Using the Very Large Telescope in Chile, astronomers took infrared images of the planet in two different positions around its star in 2003 and late 2009. “It’s so exciting that we can see it,” said astronomer Paul Kalas of the University of California, Berkeley, who was not involved in the new work. “We’ve been looking a long time.”
Beta Pictoris, a star almost twice the mass of the sun and located 63 light-years away, has been a celebrity among planet hunters since the 1984 discovery of a wide halo of dust and rocky debris that could eventually coalesce into planets.

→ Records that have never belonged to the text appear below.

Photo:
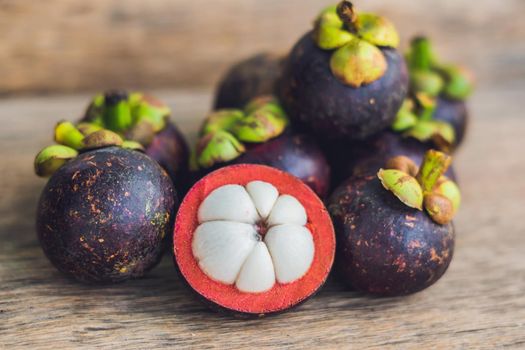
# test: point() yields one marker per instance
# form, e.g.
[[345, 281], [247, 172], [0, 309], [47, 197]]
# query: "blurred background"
[[58, 46]]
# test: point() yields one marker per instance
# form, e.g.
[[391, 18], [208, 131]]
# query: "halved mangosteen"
[[104, 212], [394, 230], [247, 79], [144, 119], [253, 240], [259, 134], [345, 79]]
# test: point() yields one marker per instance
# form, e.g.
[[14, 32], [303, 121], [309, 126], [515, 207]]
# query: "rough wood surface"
[[479, 303], [66, 45]]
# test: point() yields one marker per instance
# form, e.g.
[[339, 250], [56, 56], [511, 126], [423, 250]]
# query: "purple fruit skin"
[[297, 154], [315, 99], [367, 157], [170, 150], [247, 79], [102, 217], [383, 246], [455, 113]]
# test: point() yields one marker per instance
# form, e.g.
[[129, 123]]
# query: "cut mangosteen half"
[[252, 239]]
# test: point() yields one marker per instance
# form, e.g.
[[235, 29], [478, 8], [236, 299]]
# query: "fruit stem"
[[421, 54], [117, 111], [435, 164], [345, 11]]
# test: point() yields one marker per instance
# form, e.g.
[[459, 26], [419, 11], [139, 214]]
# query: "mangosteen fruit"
[[259, 134], [105, 210], [144, 119], [253, 240], [345, 79], [361, 158], [247, 79], [435, 109], [394, 231]]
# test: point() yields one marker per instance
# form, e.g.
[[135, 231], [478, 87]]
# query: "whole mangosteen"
[[259, 134], [103, 214], [435, 109], [394, 231], [247, 79], [142, 118], [345, 79]]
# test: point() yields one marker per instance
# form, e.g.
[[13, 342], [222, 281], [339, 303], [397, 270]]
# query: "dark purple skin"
[[383, 246], [170, 150], [455, 113], [297, 154], [255, 76], [103, 215], [315, 99], [367, 157]]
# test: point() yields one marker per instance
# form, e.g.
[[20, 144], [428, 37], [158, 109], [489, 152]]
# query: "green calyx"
[[51, 158], [224, 131], [415, 120], [356, 38], [425, 187], [135, 116], [429, 76]]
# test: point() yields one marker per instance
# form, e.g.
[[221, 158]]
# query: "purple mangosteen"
[[394, 231], [142, 118], [345, 79], [104, 212]]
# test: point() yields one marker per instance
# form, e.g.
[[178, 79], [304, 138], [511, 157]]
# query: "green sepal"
[[426, 81], [434, 165], [217, 147], [405, 117], [329, 17], [261, 125], [95, 111], [459, 82], [117, 117], [147, 107], [357, 63], [51, 158], [329, 38], [134, 145], [87, 128], [223, 119], [377, 30], [102, 138], [403, 186], [68, 135], [449, 189], [442, 133]]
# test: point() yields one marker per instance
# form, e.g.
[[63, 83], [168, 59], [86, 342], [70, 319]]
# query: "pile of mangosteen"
[[338, 153]]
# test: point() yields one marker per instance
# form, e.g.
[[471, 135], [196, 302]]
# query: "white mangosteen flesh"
[[252, 237]]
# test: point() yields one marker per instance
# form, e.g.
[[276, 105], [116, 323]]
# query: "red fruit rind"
[[281, 296]]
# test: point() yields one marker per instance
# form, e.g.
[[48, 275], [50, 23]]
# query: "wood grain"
[[73, 45], [479, 303]]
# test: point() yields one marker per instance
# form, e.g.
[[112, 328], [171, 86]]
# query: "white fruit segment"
[[229, 248], [221, 247], [287, 210], [292, 251], [263, 195], [228, 203], [257, 274]]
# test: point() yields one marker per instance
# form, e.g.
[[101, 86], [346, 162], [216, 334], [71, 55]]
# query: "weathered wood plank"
[[478, 304], [68, 45]]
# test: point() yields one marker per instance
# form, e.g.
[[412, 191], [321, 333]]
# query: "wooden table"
[[479, 303]]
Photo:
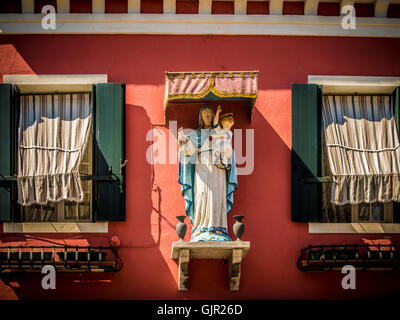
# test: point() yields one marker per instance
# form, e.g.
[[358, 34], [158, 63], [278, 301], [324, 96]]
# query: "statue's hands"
[[182, 138]]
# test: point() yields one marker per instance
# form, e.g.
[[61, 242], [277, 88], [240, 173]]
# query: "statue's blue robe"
[[186, 176]]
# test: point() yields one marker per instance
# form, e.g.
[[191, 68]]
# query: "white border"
[[193, 24], [55, 81], [348, 84]]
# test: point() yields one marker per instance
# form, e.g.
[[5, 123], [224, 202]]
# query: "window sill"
[[353, 227], [55, 227]]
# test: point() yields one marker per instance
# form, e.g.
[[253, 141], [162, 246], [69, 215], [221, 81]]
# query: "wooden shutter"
[[109, 124], [396, 105], [396, 111], [6, 137], [306, 152]]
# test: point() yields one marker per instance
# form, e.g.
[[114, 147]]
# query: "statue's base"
[[234, 251]]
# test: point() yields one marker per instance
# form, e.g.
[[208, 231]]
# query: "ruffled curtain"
[[52, 134], [363, 149]]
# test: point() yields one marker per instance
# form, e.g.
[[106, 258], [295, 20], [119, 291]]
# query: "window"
[[101, 168], [312, 178]]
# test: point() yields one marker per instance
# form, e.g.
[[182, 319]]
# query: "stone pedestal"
[[233, 251]]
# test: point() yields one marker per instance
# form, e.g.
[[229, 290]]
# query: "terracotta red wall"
[[153, 194]]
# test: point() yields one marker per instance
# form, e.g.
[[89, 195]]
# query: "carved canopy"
[[223, 85]]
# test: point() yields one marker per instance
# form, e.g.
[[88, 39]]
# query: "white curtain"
[[363, 149], [52, 137]]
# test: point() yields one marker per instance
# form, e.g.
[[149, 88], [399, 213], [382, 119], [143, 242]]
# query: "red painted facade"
[[153, 194]]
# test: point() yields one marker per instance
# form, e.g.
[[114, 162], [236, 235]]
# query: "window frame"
[[350, 85], [56, 83]]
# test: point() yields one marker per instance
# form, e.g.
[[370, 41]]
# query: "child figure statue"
[[222, 140]]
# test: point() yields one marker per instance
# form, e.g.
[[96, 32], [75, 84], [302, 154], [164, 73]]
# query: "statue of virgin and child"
[[207, 174]]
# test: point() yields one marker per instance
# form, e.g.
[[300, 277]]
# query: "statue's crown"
[[226, 116]]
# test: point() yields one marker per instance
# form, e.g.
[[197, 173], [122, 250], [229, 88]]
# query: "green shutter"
[[110, 150], [306, 152], [396, 105], [6, 99]]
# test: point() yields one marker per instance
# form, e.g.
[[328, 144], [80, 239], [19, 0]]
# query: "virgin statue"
[[206, 187]]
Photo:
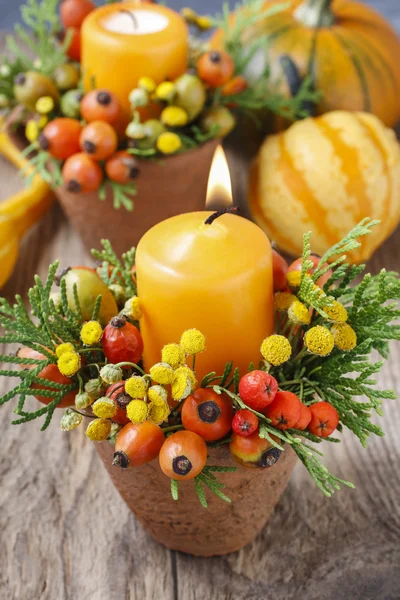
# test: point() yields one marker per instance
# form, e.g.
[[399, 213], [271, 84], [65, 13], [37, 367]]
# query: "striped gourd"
[[325, 175]]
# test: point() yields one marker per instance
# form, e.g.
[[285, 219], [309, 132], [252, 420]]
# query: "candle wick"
[[232, 209], [132, 16]]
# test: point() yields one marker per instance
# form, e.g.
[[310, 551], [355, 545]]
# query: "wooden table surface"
[[65, 534]]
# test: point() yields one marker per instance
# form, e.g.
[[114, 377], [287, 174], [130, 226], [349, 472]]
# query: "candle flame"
[[219, 189]]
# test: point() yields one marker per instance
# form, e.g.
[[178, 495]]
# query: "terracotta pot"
[[167, 187], [184, 524]]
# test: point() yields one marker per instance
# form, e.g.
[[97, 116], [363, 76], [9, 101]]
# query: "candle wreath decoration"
[[80, 348], [82, 135]]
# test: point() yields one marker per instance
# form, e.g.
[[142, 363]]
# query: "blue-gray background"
[[9, 11]]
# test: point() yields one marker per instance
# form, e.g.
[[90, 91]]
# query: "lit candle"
[[125, 41], [214, 277]]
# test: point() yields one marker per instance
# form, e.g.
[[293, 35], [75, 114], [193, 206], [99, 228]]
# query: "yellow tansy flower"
[[298, 313], [83, 400], [157, 395], [32, 131], [136, 387], [148, 84], [159, 414], [283, 300], [104, 408], [165, 91], [133, 309], [174, 116], [62, 348], [181, 387], [193, 341], [173, 355], [336, 312], [276, 349], [44, 105], [70, 420], [189, 374], [98, 430], [293, 279], [169, 143], [91, 333], [111, 374], [344, 335], [319, 340], [137, 411], [69, 363], [162, 373]]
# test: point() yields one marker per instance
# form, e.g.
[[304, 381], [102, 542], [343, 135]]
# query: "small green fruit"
[[30, 86], [66, 76], [71, 103], [218, 116], [89, 287], [190, 95]]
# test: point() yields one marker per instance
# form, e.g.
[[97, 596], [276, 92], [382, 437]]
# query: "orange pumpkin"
[[325, 175], [351, 52]]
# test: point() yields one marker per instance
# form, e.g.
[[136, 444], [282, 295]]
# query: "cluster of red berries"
[[90, 151]]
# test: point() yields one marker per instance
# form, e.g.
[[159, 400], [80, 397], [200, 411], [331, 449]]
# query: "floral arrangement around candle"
[[81, 349], [81, 141]]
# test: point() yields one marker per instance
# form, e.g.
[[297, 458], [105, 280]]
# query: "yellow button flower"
[[319, 340], [276, 349], [193, 341], [173, 355], [98, 430], [181, 387], [137, 411], [62, 348], [174, 116], [148, 84], [157, 395], [169, 143], [283, 300], [83, 400], [162, 373], [32, 131], [293, 279], [189, 374], [70, 420], [344, 335], [69, 363], [91, 333], [104, 408], [136, 387], [159, 414], [336, 312], [111, 374], [298, 313], [133, 309], [44, 105], [165, 91]]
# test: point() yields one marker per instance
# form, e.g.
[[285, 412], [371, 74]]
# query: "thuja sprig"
[[44, 333], [208, 479], [116, 271]]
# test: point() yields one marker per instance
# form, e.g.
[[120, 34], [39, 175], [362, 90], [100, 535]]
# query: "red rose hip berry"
[[122, 341], [208, 414], [324, 419], [284, 411], [244, 422], [304, 419], [257, 389]]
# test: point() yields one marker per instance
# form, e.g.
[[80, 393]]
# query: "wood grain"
[[65, 533]]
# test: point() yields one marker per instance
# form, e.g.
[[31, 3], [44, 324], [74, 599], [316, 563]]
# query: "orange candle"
[[125, 41], [216, 278]]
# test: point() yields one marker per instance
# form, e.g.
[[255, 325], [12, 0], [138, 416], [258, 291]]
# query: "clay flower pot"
[[184, 524], [166, 187]]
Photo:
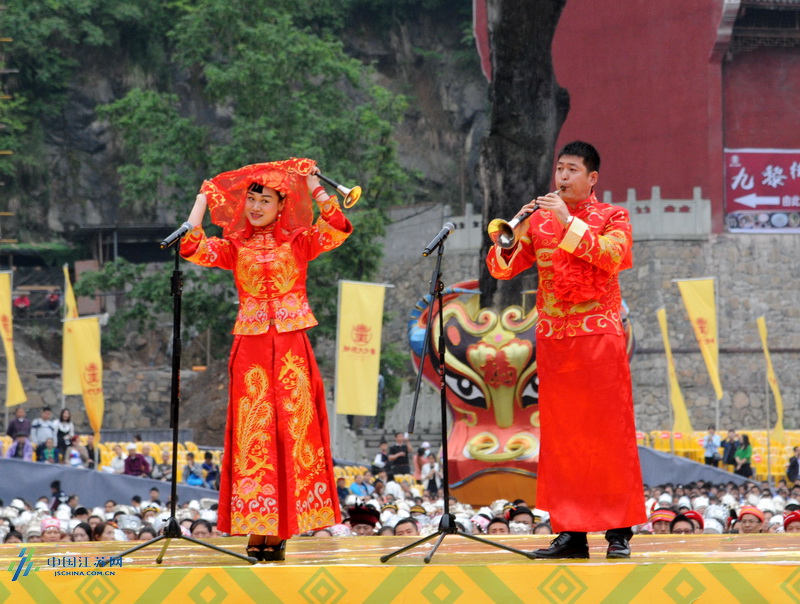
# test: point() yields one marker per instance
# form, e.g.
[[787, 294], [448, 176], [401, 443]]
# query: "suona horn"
[[351, 196], [506, 234]]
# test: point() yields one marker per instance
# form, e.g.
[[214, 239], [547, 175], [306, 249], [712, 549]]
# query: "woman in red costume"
[[277, 471]]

Later observations showed that the disk was oddly warped, and that it had a big hole near the center.
Because Beta Pictoris is such a young star — about 10 million years old, or two thousandths the age of the solar system — studying its planetary system can help astronomers decide between competing models of planet formation. For instance, earlier theoretical work showed that debris disks around stars broke up fairly quickly, within a few million years. Some theorists worried that massive planets wouldn’t be able to form fast enough, but the planet around Beta Pictoris is proof that they can
The planet weighs in between six and 12 times the mass of Jupiter, similar to the models’ predictions. It orbits its star at about the orbit of Saturn, between eight and 13 times the distance from the Earth to the sun, making it the closest planet to a star ever imaged. It also means the planet makes a complete circuit around its star every 17 to 30 Earth years, well within human lifetimes.
The next step is to observe the planet in more wavelengths to get an idea of what its atmosphere is made of, Lagrange said. And with new instruments like the Gemini Planet Imager coming online, the next few years should see even more direct images of extrasolar planets.